The Marc Pease Experience

D+

The Marc Pease Experience

Director: Todd Louiso
Runtime: 80 minutes
Rating: PG-13
Cast: Jason Schwartzman, Ben Stiller, Anna Kendrick

The shadow of Rushmore looms over Jason Schwartzman’s performance in The Marc Pease Experience, but Todd Louiso’s highly unanticipated follow-up to the 2002 miserablist snoozer Love Liza bears an unfortunate resemblance to more recent comedies as well. The film’s broad take on the self-delusion endemic to the high-school musical-theater world suggests Hamlet 2 minus the laughs, its a cappella subplot invites unflattering comparisons to Ed Helms’ instrument-free crooning in The Office, and Schwartzman’s high-school girlfriend recalls Seth Rogen’s barely legal lady-love in Pineapple Express. Louiso’s misfiring comedy feels less like a comic feast than a thrown-together assemblage of haphazardly nuked leftovers.

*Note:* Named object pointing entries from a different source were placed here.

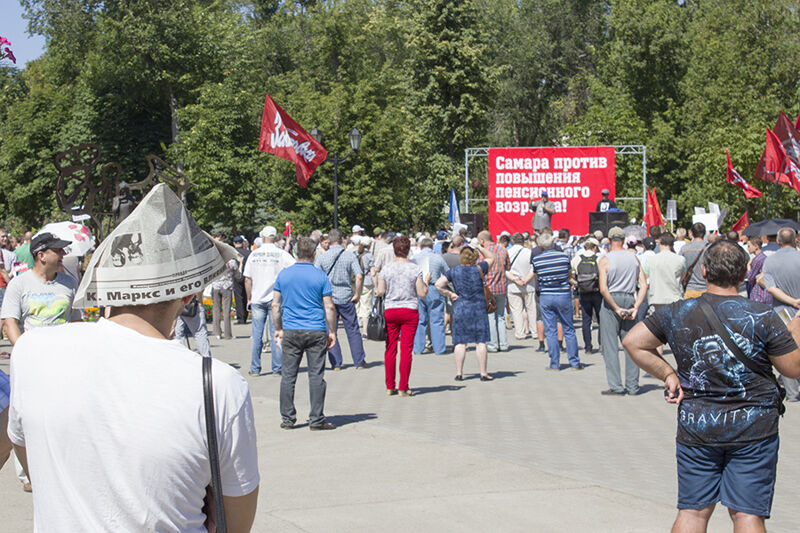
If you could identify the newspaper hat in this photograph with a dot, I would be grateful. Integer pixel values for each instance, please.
(157, 254)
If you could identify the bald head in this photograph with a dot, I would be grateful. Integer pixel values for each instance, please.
(786, 237)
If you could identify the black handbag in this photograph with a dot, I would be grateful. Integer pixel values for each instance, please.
(376, 323)
(214, 508)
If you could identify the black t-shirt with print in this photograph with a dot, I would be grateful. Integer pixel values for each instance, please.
(724, 401)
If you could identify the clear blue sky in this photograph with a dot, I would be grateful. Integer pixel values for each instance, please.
(13, 27)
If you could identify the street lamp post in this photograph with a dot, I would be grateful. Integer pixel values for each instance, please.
(355, 144)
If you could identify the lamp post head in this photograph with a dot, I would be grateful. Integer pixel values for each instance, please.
(355, 139)
(316, 134)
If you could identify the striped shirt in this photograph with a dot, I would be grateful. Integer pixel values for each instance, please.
(552, 271)
(496, 278)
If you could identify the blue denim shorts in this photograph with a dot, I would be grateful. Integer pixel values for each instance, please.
(742, 478)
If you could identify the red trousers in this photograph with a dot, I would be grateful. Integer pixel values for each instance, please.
(400, 323)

In a squandered lead performance, the adorable, winning Schwartzman plays the non-adorable, non-winning title character, a myopic dreamer who never recovered from freaking out and humiliating himself during a high-school performance of The Wiz. Eight years later, Schwartzman still hasn’t moved on. He hangs out at the high school, where he’s dating senior Anna Kendrick and badgering would-be mentor Ben Stiller, a musical-theater phony who’s fucking Schwartzman’s girlfriend when not ducking his calls. Schwartzman has finally raised the money to record a demo for his a cappella group, but would-be producer Stiller has no interest in further encouraging Schwartzman’s fantasies of a music career.

Stiller and Schwartzman look like long-lost brothers. Even more disconcertingly, they seem to be playing variations on the same character, both smiling cheeseballs who’ve internalized the smarmy artificiality of the musical-theater world to the point where even their true selves are phony. The difference is that Schwartzman is a sweetheart/true believer and Stiller is an oily cad, though neither character is developed enough for the pathos of having pathetic dreams crushed to have any resonance. Character-actor-turned-filmmaker Louiso has delivered another sad, joyless downer disguised as a goofy chucklefest; it’s almost impressive that he’s made a broad comedy about musical theater and a cappella singing that’s every bit as depressing as the gas-huffing hijinks in Love Liza. Who could have guessed a concept as promising and long overdue as a musical Jason Schwartzman vehicle would lead to such a regrettable little nothing?